I'm in a hell of a sulk. After last night (yes, it was reactionary, and no, it had absolutely nothing to do with running into people from high school) I'm just feeling over it. 3 Xmas work do's down. Only another couple left. I'm not even all that enthused about the day the Christians stole.
It was a few weeks before Christmas,
And all through the land,
Kept dealing a bad hand.
The jolly old fat man, was hanged from the gallows with care.
While dances of saviours, sent images of fear.
Then with a ring and a chime, the mail arrived,
Bringing letters from IRD, the unscrupulous swine.
With an almighty groan, And a rolling of eyes,
Dreams of a full lunch, suddenly went dead.
With holidays ahead, and the people all gone,
It was time again to brace, for loneliness ahead.
With seasons greetings, delivered with dread,
You've got to wonder, why we don't fear it instead.
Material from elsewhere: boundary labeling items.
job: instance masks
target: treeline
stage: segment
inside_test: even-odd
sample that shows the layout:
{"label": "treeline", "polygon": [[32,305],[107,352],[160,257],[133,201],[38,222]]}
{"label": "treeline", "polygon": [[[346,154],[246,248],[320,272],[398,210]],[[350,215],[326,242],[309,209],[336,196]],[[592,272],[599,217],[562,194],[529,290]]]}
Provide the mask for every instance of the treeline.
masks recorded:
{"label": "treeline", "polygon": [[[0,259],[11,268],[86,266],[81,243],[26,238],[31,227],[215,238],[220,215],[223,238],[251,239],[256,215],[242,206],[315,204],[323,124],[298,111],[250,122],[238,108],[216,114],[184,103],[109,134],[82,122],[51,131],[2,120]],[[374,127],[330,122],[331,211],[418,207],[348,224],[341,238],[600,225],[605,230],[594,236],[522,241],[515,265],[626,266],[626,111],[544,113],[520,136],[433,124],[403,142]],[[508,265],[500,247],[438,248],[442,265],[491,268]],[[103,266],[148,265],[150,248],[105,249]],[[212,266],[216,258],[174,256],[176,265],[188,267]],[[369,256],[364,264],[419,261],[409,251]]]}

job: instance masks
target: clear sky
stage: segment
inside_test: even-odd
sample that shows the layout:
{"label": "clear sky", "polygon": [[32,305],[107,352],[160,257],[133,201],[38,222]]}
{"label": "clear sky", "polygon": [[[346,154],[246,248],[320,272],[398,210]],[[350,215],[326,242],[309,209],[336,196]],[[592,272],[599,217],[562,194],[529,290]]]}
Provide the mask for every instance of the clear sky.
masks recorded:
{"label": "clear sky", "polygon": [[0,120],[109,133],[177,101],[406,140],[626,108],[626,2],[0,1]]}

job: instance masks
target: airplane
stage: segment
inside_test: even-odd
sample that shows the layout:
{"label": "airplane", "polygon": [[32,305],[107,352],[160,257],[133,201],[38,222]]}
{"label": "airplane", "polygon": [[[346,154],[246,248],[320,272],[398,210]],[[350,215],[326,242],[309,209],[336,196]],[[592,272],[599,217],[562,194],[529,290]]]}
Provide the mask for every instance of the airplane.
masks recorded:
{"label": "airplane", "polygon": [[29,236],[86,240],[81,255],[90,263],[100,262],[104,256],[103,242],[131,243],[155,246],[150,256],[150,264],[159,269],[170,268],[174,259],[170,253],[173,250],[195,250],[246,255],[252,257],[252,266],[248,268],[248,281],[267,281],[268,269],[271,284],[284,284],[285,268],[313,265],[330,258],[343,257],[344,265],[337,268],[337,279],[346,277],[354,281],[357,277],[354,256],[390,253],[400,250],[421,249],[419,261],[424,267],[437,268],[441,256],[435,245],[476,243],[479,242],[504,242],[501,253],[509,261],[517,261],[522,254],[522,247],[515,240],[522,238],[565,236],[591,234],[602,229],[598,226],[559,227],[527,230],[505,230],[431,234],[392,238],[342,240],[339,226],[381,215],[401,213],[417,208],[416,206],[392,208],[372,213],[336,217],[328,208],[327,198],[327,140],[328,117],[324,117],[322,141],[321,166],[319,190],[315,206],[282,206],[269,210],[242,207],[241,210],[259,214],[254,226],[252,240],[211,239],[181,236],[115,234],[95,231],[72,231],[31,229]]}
And with that I leave you, before I disappear out of sight,
Happy Saturnalia to all, and to all a good 7 nights.
That's enough of that... So I'm not really looking forward to the holidays. The lack of money (limiting holiday options), the amount of work that needs to be done, the lack of people being around and the deteriorating relationships...
Someone did say to me that I've got a whole 17 days (how depressing is that?) to get out of my funk in time for Xmas lunch. Of course, I still have to cook it - I probably will enjoy that bit if I'm not trying to scramble around for ingredients and can instead do a horribly efficient shopping trip (last year I managed to get a list, price it all before getting there and do the shopping in the middle of the night avoiding the rush).
Anyone got a big rock I could hide under?